Sistem Peringatan Dini BMKG Hanya Pantau Tsunami Akibat Gempa
Warga berjalan di samping atap rumah miliknya yang roboh setelah diterjang gelombang tinggi di Kampung Cikadu, Kecamatan Tanjung Lesung, Pandeglang, Minggu (23/12/18). BPBD setempat melaporkan jumlah korban meninggal dunia 13 orang dan ratusan lainya mengalami luka-luka serta 400 lebih rumah warga di pinggir pantai roboh akibat terjangan gelombang pasang dan ombak setinggi hingga 5 meter Sabtu (22/12) malam./ANTARA FOTO-Muhammad Bagus Khoirunas

Solopos.com, JAKARTA - Badan Meteorologi, Klimatologi, dan Geofisika (BMKG) menyatakan sistem peringatan dini yang mereka miliki sekarang khusus untuk memantau gempa bumi akibat aktivitas tektonik, bukan vulkanik.

"Jadi karena ini dipastikan akibat vulkanik maka tidak ada early warning," tutur Kepala Pusat Gempa Bumi dan Tsunami BMKG Rahmat Triyono di Jakarta, seperti dilansir Antara, Minggu (23/12/2018).

Apalagi, lanjutnya, tsunami yang melanda Banten dan Lampung terjadi pada Sabtu (22/12) malam sehingga aktivitas Gunung Anak Krakatau tak bisa dilihat secara visual. Sementara itu, jika terjadi pada siang hari, maka erupsi bisa dilihat.

BMKG mengaku sudah berkoordinasi dengan Badan Geologi sejak Sabtu (22/12) malam, tapi sensor Badan Geologi untuk memantau aktivitas Gunung Anak Krakatau diketahui rusak akibat erupsi sebelumnya sehingga tidak erupsi semalam tak tercatat. Namun, dipastikan dari sensor yang ada di Pulau Sertung bahwa pada pukul 21.03 WIB terjadi erupsi.

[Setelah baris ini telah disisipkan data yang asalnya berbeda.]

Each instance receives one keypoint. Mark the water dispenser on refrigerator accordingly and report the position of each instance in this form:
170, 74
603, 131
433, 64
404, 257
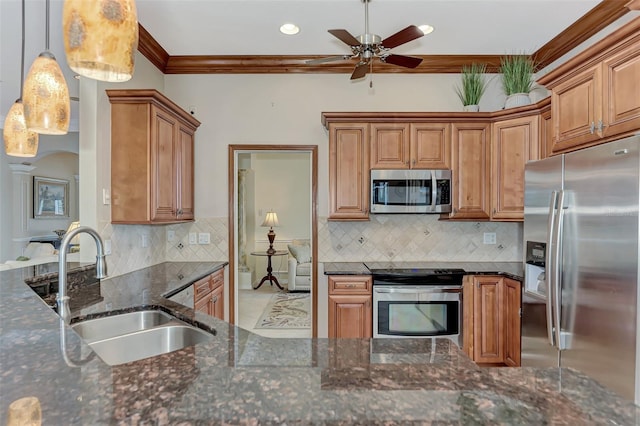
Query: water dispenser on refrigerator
535, 282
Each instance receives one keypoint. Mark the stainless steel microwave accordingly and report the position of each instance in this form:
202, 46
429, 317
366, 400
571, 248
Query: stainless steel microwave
410, 191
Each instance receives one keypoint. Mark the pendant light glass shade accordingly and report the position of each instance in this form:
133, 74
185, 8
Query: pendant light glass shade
18, 141
46, 97
101, 38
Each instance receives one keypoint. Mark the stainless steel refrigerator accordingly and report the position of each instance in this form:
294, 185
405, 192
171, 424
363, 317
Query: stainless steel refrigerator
581, 285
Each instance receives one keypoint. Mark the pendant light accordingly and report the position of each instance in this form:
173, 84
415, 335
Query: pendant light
101, 38
46, 96
18, 141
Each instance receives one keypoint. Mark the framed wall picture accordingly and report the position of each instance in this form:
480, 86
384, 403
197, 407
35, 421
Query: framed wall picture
50, 198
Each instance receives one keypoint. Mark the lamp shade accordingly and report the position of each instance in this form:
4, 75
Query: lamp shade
271, 219
18, 141
46, 97
101, 38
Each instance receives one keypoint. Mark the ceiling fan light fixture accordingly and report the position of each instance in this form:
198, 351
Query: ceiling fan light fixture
426, 28
289, 29
101, 38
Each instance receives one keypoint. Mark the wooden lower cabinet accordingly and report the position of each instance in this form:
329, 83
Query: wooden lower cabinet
350, 306
491, 326
208, 295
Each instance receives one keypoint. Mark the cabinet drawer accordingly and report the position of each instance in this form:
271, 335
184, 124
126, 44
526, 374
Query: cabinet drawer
350, 284
201, 288
217, 279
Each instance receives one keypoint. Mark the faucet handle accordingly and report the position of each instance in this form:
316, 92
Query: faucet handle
101, 266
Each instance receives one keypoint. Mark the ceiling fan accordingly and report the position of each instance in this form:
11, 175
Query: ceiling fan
367, 46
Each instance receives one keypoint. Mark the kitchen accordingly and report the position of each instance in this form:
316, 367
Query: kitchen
218, 174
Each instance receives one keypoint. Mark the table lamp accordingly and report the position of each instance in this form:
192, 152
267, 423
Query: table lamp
271, 220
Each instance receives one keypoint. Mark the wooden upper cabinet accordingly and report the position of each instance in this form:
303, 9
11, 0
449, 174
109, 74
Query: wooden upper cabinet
431, 146
621, 78
349, 171
576, 107
514, 142
390, 146
410, 145
595, 97
470, 167
151, 158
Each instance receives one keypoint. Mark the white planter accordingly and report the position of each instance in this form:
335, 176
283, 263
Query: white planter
516, 100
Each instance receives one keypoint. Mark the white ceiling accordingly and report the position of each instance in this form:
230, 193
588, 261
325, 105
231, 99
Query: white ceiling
250, 27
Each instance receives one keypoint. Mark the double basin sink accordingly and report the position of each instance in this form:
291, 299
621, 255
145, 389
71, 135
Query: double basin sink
132, 336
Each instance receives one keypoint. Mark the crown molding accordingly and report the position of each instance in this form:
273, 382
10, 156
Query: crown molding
605, 13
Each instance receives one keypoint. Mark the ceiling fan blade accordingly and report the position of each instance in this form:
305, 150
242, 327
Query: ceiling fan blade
403, 36
403, 61
345, 37
360, 70
327, 59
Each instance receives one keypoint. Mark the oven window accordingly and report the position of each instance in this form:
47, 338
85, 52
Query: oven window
410, 318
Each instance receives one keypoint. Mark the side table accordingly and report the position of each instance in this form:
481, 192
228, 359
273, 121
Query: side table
269, 276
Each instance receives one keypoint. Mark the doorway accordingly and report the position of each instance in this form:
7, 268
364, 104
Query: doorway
243, 242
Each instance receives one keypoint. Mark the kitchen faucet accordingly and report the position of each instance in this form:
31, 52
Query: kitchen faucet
101, 267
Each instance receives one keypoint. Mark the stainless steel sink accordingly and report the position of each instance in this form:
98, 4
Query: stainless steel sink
137, 335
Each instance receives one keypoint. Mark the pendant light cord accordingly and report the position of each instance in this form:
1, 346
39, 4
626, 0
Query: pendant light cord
47, 28
22, 57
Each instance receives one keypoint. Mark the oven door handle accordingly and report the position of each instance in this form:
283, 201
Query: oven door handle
418, 291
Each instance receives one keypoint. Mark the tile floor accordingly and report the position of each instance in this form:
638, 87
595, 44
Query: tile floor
251, 304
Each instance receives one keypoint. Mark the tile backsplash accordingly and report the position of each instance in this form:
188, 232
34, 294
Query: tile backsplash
383, 238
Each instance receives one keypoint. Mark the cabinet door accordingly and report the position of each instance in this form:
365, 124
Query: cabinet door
164, 128
389, 146
350, 316
622, 91
470, 170
349, 171
576, 107
514, 142
185, 188
431, 146
512, 304
488, 319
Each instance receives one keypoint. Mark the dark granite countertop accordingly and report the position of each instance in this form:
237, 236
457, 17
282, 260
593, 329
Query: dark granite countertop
241, 378
514, 270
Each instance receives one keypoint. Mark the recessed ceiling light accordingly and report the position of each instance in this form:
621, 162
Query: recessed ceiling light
426, 28
289, 29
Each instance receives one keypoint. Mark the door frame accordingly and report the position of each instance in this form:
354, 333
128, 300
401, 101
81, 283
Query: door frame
313, 150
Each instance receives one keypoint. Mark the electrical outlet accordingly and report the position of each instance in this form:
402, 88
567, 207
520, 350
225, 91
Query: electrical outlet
489, 238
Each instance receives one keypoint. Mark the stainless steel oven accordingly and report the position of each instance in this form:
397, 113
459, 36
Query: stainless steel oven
418, 303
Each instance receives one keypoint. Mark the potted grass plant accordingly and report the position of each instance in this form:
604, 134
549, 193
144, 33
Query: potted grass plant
473, 85
517, 79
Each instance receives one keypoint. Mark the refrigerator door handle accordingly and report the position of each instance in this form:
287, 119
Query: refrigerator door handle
549, 263
558, 269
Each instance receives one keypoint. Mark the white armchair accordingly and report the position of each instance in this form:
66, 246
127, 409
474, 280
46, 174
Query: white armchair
299, 274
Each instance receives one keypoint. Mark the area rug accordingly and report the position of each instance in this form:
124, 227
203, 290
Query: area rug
286, 310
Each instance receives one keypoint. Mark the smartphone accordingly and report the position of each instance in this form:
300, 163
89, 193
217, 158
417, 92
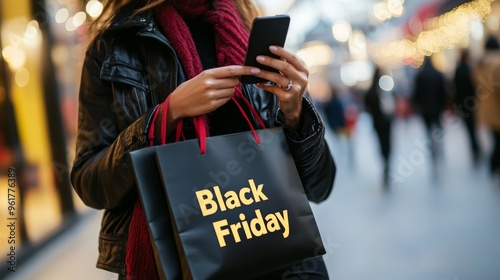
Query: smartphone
266, 31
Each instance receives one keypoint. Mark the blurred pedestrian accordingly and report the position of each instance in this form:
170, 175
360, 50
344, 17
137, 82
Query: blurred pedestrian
380, 105
464, 100
429, 100
335, 113
488, 85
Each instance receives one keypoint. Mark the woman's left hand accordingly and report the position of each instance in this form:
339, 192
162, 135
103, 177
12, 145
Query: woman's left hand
289, 84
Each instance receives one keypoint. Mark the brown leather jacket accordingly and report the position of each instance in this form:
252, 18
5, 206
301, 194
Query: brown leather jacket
128, 69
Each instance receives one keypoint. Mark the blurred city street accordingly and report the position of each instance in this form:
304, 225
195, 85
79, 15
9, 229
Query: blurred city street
428, 226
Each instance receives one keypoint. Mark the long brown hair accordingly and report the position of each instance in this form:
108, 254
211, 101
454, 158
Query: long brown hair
248, 10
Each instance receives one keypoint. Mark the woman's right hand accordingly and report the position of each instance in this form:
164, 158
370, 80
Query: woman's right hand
207, 91
204, 93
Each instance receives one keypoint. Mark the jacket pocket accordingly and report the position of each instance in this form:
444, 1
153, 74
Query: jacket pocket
112, 254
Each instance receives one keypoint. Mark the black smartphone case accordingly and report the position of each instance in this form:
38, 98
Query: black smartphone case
266, 31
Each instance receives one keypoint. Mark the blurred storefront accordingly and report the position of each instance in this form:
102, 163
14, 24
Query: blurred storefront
41, 55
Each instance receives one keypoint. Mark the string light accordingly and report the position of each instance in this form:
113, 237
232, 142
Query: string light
442, 32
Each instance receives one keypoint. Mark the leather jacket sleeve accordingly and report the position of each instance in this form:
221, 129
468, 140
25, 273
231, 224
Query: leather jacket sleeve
311, 153
101, 174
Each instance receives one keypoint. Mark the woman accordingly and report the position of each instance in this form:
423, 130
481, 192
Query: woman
191, 51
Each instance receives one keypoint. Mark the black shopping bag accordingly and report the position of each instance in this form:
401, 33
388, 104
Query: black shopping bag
154, 204
239, 209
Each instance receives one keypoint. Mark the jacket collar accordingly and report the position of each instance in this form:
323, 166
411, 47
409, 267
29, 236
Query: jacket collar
126, 18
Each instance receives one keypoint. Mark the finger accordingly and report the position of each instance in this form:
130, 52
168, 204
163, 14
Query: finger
293, 59
282, 66
232, 71
222, 93
274, 77
222, 83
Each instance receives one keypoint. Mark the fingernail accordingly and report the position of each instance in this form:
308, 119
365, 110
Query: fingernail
255, 70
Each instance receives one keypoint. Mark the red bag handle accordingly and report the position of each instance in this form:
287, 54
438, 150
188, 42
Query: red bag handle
200, 124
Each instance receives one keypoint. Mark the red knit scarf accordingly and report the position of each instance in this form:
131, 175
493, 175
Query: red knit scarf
230, 45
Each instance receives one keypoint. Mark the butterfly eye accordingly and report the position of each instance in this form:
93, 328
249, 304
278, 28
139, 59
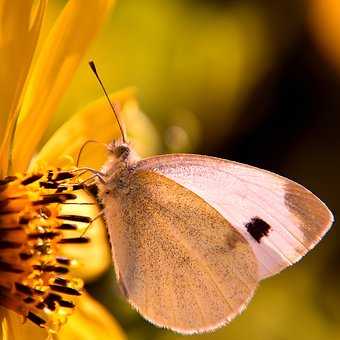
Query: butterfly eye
121, 151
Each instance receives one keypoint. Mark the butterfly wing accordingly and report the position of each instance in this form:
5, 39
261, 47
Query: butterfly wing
281, 219
177, 260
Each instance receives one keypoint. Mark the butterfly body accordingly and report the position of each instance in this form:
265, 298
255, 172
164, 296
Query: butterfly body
193, 235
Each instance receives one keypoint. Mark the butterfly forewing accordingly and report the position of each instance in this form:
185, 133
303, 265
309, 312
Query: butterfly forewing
178, 261
281, 219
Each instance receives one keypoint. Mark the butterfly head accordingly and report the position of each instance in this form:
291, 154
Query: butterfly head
119, 150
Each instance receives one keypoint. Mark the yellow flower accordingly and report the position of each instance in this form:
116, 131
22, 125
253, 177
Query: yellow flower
38, 193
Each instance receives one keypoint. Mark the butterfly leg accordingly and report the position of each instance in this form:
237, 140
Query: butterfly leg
90, 223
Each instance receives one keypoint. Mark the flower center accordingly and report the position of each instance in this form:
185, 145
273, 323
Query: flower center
35, 279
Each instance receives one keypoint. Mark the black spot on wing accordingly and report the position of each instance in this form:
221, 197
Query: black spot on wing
258, 228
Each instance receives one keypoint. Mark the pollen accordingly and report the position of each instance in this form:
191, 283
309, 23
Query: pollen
35, 278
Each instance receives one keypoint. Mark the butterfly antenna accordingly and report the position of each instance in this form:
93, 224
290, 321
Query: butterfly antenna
113, 107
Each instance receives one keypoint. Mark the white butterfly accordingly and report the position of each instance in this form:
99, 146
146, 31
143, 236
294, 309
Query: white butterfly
193, 235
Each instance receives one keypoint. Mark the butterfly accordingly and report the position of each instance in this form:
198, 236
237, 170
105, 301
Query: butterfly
192, 236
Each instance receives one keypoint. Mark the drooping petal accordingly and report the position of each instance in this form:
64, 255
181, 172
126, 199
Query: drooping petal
60, 56
97, 122
20, 23
14, 328
91, 322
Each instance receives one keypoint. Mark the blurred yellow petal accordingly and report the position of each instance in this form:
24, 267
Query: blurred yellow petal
325, 18
19, 32
97, 122
91, 321
14, 328
93, 258
54, 68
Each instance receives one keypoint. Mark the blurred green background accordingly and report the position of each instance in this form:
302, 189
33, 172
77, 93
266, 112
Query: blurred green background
254, 81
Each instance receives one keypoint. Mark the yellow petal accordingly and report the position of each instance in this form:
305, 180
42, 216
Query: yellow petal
59, 58
91, 321
92, 258
13, 327
20, 28
97, 122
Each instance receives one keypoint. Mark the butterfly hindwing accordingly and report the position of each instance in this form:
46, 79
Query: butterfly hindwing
178, 261
281, 219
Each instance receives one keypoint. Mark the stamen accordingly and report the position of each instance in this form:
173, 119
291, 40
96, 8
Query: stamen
75, 218
74, 240
36, 319
65, 290
66, 226
67, 304
34, 275
64, 175
31, 179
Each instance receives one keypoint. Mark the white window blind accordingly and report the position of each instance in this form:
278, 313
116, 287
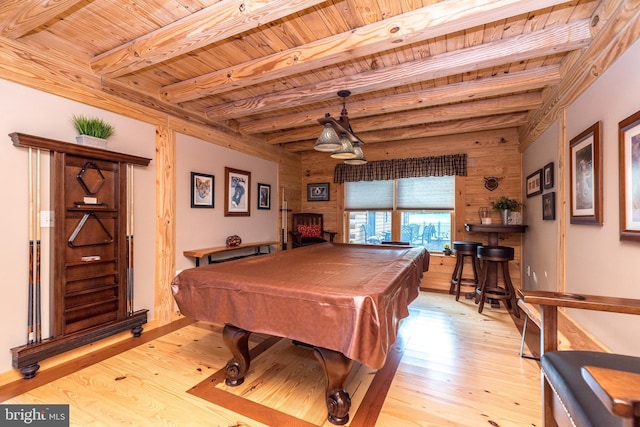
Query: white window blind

"Sensor kami di Cigeulis, Pandeglang juga mencatat ada usikan. Jadi kesimpulan ini memang akibat aktivitas vulkanik," ujar Rahmat.

Dia menjelaskan bahwa tsunami hanya terjadi jika ada gempa besar, longsoran, atau kejadian lain, seperti letusan gunung api di bawah laut yang menyebabkan perpindahan sejumlah besar air laut.

Kalau kemudian ada tsunami lagi, hal itu artinya ada kejadian lain yang menjadi pemicu. Rahmat mengatakan penyebab tsunami semalam masih diteliti oleh Badan Geologi.

Di laman resminya, Pusat Vulkanologi dan Mitigasi Bencana Geologi (PVMBG) mengungkapkan merekam adanya gempa tremor yang terus menerus dengan amplitudo overscale 58 milimeter dan letusan Gunung Anak Krakatau pada Sabtu (22/12) pukul 21.03 WIB. Namun, kaitannya dengan tsunami di Selat Sunda masih didalami.

Kemarin, Gunung Anak Krakatau teramati mengalami letusan dengan tinggi asap berkisar 300-1.500 meter di atas puncak kawah.

Menurut PVMBG, rekaman getaran tremor tertinggi yang terjadi sejak Juni 2018 tidak menimbulkan gelombang air laut, bahkan hingga tsunami. Material lontaran saat letusan kemarin, yang jatuh di sekitar tubuh gunung api itu, masih bersifat lepas dan sudah turun saat letusan.